It would be nice if Royals, like Disney has done, could just define certain designated smoking areas throughout so that the smoke could be contained and non-smokers could avoid those areas.


----------



## pjrose (Dec 30, 2010)

Leaving the doors open wreaks havoc on the A/C costs and humidity issues.  I'm surprised they weren't phoned by staff members to close the doors.

I hope that both of you aren't owners of those specific villas/weeks, or this could be a repeated problem.  

The owner of one of our units the week before us was always late to check out, the villa often reeked of smoke, and there was often damage.  The Royals always dealt with it as quickly as possible, but we just knew to expect issues when we first arrived.


----------



## kathyth12 (Dec 30, 2010)

pjrose said:


> Leaving the doors open wreaks havoc on the A/C costs and humidity issues.  I'm surprised they weren't phoned by staff members to close the doors.
> 
> I hope that both of you aren't owners of those specific villas/weeks, or this could be a repeated problem.



We are the owners, but I don't think the people downstairs were as we never had this problem in previous years.  Good point about the A/C and humidity!  If they return next year and continue to leave the terrace doors open, I may let management know.  I guess I can't do anything about the smoke, though.  I hope they were exchangers or renters!


----------



## pianodinosaur (Dec 30, 2010)

We are not smokers.  The new rules will most likely improve the quality of our next Cancun vacation.  We will be at the Royal Islander in late June 2012.  I hope they can keep the tobacco off the beach as well.


----------



## kathyth12 (Dec 31, 2010)

pianodinosaur said:


> We are not smokers.  The new rules will most likely improve the quality of our next Cancun vacation.  We will be at the Royal Islander in late June 2012.  I hope they can keep the tobacco off the beach as well.

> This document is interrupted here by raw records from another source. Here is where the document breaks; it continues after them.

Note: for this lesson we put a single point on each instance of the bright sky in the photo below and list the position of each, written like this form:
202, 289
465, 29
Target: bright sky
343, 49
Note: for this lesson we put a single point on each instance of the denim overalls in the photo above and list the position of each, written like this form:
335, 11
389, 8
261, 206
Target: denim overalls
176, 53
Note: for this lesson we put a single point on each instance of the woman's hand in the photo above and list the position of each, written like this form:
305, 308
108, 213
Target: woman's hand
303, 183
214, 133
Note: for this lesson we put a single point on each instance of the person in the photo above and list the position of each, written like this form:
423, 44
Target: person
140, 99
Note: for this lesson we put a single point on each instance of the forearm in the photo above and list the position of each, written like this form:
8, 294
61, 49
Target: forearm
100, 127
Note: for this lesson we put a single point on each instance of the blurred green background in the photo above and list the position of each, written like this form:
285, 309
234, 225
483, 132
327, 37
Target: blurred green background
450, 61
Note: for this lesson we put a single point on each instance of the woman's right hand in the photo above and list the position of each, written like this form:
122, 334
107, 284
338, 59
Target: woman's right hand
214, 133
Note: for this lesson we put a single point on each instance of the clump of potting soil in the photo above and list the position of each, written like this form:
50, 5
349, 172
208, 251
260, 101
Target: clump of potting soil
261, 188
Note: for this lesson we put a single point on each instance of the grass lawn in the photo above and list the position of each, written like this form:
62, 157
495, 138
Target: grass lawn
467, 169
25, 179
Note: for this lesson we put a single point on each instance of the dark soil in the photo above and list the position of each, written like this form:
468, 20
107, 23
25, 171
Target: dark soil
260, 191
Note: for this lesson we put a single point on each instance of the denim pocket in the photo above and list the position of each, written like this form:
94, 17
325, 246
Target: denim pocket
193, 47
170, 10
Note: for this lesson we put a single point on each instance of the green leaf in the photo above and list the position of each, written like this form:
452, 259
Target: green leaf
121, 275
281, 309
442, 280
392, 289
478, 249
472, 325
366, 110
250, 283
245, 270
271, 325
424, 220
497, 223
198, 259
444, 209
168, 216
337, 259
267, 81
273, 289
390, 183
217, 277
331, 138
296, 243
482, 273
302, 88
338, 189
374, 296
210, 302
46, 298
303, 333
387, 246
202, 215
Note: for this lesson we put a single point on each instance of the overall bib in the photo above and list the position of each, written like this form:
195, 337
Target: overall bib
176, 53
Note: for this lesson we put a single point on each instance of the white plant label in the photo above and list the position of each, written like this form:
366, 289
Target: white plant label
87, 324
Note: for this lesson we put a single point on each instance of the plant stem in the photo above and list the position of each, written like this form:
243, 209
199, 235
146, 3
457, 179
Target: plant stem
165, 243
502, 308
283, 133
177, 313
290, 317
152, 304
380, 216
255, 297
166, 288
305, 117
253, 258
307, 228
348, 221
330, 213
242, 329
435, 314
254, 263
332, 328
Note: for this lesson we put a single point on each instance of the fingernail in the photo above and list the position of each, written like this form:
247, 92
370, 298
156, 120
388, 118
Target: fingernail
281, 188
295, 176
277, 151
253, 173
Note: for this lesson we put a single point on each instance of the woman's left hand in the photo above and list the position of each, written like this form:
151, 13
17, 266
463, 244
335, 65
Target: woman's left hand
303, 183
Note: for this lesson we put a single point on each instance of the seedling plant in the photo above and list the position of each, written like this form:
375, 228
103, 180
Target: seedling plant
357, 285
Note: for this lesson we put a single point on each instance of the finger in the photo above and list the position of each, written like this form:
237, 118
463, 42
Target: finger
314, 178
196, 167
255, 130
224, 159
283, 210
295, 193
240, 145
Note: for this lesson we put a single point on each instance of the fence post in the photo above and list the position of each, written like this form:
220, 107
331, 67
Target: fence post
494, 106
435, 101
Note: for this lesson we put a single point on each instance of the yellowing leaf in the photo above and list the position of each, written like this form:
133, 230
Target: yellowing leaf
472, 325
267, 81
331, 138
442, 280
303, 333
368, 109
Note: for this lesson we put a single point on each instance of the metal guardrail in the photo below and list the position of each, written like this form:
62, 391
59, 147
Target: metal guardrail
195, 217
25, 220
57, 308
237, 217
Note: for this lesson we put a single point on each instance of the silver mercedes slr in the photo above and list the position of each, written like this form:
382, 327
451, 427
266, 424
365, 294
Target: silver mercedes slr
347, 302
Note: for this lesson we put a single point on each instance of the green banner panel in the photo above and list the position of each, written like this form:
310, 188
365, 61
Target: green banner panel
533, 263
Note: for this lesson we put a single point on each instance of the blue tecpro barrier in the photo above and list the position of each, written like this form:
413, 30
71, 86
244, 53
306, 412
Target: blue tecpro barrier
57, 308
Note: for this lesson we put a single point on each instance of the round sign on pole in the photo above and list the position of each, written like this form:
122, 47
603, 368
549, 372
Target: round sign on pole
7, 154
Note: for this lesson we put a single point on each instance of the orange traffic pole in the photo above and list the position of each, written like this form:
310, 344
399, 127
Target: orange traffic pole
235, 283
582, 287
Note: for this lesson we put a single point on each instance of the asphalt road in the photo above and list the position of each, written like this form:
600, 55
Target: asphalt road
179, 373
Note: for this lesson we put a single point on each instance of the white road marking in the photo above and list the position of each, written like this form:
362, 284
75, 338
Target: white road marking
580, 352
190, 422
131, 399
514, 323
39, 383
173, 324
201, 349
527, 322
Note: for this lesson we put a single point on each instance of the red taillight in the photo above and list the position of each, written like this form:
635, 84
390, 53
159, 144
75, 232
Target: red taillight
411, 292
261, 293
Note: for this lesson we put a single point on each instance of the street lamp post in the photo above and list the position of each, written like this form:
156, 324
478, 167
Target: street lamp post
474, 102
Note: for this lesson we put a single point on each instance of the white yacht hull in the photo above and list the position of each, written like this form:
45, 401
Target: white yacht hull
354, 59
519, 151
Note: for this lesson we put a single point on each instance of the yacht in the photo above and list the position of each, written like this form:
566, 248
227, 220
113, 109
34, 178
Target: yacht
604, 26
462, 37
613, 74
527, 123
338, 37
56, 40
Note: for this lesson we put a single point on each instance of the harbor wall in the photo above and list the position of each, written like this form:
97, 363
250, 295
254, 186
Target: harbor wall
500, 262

Unfortunately, I doubt if the resorts can prohibit smoking on the beaches since they are public.  However, I do wish smokers would pick up and throw away their cigarette butts when they leave the beach.  I find it disgusting to walk on old cigarette butts because people use the sand as their personal ashtray.  How hard is it to take a styrofoam cup down, fill it with sand, use that as an ashtray and throw it away when leaving the beach?  Equally disgusting are the people who stub out their cigarettes on the tile when sitting around the pool.  Or smoke while sitting in the whirlpools.


----------